In creative work, votes eliminate the interesting edges, because votes result in subtracting rather than adding, leaving only the boring residue that no one hated enough to vote off the island.
Another brilliant article from Jason Cohen here. The shared examples highlight so clearly the wisdom of crowds when there’s a clear right outcome. But with anything creative that is almost never the case. As the example describes, trying to find a meal that pleases everyone will only result in something bland. Building something new and using the wisdom of crowds is therefore likely to suffer the same fate.
This is a part of product management that I often struggle with. A lot of literature (using the term lightly to also include a heavy dose of “thought leadership”) discusses the merits of regularly talking to customers. Understanding their problem to therefore determine the solution that gets them to spend more money, time, effort with your product. This makes a lot of sense for a mature product where your goal is perhaps to nudge a few metrics in the right direction. But creating something new, from scratch, something genuinely innovative - does it work in the same way? Doesn’t applying these techniques and practices in that scenario only increase the chances of producing a bland meal?

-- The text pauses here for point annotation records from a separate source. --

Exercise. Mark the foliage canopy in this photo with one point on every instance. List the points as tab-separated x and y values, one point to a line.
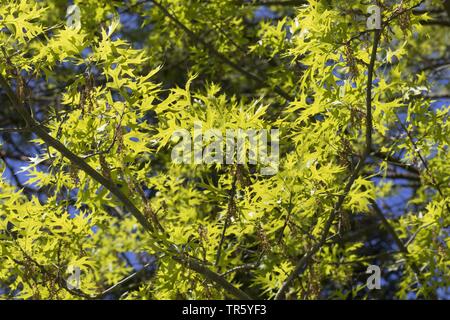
88	114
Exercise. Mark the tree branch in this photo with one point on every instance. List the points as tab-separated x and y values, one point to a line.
303	262
219	55
111	186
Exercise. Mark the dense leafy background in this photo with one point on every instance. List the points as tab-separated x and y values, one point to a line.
113	92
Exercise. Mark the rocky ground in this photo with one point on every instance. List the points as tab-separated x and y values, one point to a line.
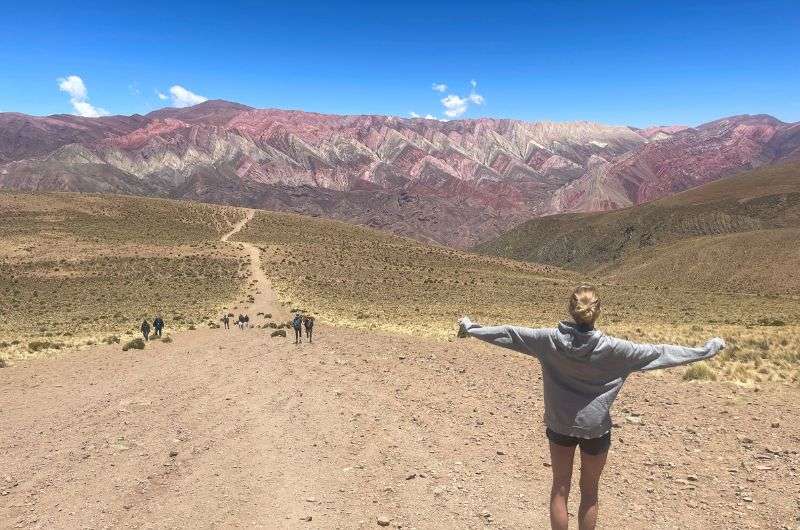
236	429
231	428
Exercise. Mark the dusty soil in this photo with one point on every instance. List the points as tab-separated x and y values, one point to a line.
230	428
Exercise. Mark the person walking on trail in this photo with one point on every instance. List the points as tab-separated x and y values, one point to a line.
297	324
158	325
308	323
145	329
583	370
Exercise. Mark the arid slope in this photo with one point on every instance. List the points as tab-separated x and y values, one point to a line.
737	234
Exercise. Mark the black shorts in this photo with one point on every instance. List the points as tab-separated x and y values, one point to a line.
592	446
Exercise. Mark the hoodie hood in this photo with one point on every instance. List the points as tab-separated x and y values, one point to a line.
574	342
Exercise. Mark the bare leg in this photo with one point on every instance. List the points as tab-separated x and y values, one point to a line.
561	459
591	469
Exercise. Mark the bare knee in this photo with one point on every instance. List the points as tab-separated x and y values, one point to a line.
560	488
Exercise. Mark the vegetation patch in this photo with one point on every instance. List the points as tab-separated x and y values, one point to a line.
136	344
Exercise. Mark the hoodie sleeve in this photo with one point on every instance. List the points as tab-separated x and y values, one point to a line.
523	340
644	357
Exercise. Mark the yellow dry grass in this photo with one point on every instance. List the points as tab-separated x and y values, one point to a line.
77	270
357	277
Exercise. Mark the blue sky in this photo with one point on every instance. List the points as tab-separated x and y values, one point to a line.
636	63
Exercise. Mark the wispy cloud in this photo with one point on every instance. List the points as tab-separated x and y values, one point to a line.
182	97
79	97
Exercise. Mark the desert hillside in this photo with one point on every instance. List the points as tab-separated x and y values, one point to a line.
76	270
87	269
739	234
385	419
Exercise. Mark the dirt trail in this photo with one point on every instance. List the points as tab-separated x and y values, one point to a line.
233	428
265	299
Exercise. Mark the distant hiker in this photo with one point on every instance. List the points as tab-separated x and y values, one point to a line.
583	370
145	329
158	325
308	322
297	324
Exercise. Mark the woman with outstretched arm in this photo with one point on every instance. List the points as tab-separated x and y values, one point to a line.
583	370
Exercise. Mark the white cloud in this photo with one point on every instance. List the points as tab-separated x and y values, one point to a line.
455	105
427	116
182	97
79	97
72	85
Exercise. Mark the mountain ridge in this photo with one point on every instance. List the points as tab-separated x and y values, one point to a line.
469	179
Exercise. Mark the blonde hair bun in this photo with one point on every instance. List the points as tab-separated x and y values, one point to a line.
584	305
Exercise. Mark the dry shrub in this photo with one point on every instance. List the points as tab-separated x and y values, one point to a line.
699	372
136	344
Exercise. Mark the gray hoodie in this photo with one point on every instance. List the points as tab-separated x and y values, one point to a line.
583	370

Perhaps this is why many founders - whilst often very adept with product - often shy away from more formal theories. Of course, the need to communicate with customers - and every other stakeholder - is vital to learn and improve. But at least in the early stages it should be one of many inputs to your creativity. One that perhaps starts small and grows over time as your product matures. If you’re starting from scratch and don’t have enough conviction that there’s something there, the wisdom of crowds won’t help you create something genuinely new and exciting.